[cfe-dev] [PATCH] Add APValue::swap

Howard Hinnant hhinnant at apple.com
Thu Mar 8 16:47:48 PST 2012


On Mar 8, 2012, at 6:05 PM, Benjamin Kramer wrote:

> 
> On 08.03.2012, at 23:54, David Blaikie wrote:
> 
>> On Thu, Mar 8, 2012 at 2:46 PM, Chris Lattner <clattner at apple.com> wrote:
>>> 
>>> On Mar 8, 2012, at 10:45 AM, Howard Hinnant wrote:
>>> 
>>>> On Mar 8, 2012, at 1:39 PM, Daniel Dunbar wrote:
>>>> 
>>>>> I wanted to make the copy assignment operator private to encourage
>>>>> callers to see if they could use swap instead.
>>>>> 
>>>>> My motivation here seems confused though, per subsequent discussion.
>>>> 
>>>> I think you're just ahead of your time.  Sounds like you're trying to encourage C++11 move assignment. :-) (which I think would be a very good idea, but requires commitment to using C++11)
>>> 
>>> I think that it would be completely reasonable (maybe even, "insanely great"?) to put move constructors and assignment operators into llvm & clang if they help performance and are *optional* and ifdef'd on compiler support.
>>> 
>>> That would just mean that people with c++'11 compilers can get better build times, but that we remain compatible with older compilers.
>> 
>> Usually we have to/have worked around the cases (you know, the usual
>> "don't return big things by value") - the most common things that
>> would benefit would be stuff that this already happens for (eg:
>> std::string). Anyone know of good candidates that we wouldn't
>> reasonably fix for the 98 case by removing the copies?
> 
> We have some cases of SmallVectors and DenseMaps of objects with non-trivial copy ctors. It would spare us a few deep copies if the container would move them when it reallocates.
> 
> Not sure if it's worth introducing a ton of #ifdef'd code. Sounds like a maintenance nightmare to me.

The #ifdef'ing can be a pain.

I do not want to influence this decision one way or another.  But perhaps it would be helpful to relate my experience/practice in libc++ on how I've handled this issue:

For adding move semantics to a class, I just #ifdef around the added members:

class SmallVector
{
public:
     // The C++03 constructors & assignment
     // ...
#ifdef RVALUE_REFS
     SmallVector(SmallVector&&);
     SmallVector& operator=(SmallVector&&);
#endif
    // ...
};

In /using/ move semantics, I go ahead and define std::move in both C++03 and C++11 modes, and so code always looks like:

x = std::move(y);

For llvm you could do something like:

#ifndef RVALUE_REFS

namespace std
{

template <class T>
inline
const T&
move(const T& t)
{
    return t;
}

}

#endif

So in C++03:

    x = std::move(y);

is equivalent to:

    x = y;

but in C++11 it becomes a move assignment, with no syntax change at the use site.  And that is key to keeping this from becoming a total nightmare.  #ifdef's are limited to class implementation, and do not leak out to class clients.  Class clients can immediately move to C++11 syntax, whether or not they actually get the C++11 optimization.

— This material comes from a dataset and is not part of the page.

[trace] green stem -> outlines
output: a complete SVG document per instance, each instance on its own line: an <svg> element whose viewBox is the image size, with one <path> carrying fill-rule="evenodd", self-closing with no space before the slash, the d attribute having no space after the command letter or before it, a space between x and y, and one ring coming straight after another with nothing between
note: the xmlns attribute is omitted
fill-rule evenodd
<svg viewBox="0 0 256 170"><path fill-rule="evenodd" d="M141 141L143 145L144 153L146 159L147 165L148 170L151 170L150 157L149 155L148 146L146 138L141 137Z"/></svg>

For factory functions, there is absolutely nothing to do:

SmallVector
make_SmallVector(int data)
{
    SmallVector v(data);
    // ....
    return v;
}

The above syntax works for both C++03 and C++11.  Typically in both, RVO kicks in.  In the relatively rare cases where RVO does not kick in, C++03 will copy the SmallVector out, and C++11 will move it out.  And on the client side, it is also identical:

    SmallVector v = make_SmallVector(data);

or

    v = make_SmallVector(data);

This may not be the right time to migrate llvm to C++11.  But whenever that time comes, the above is a reasonable approach for making that migration.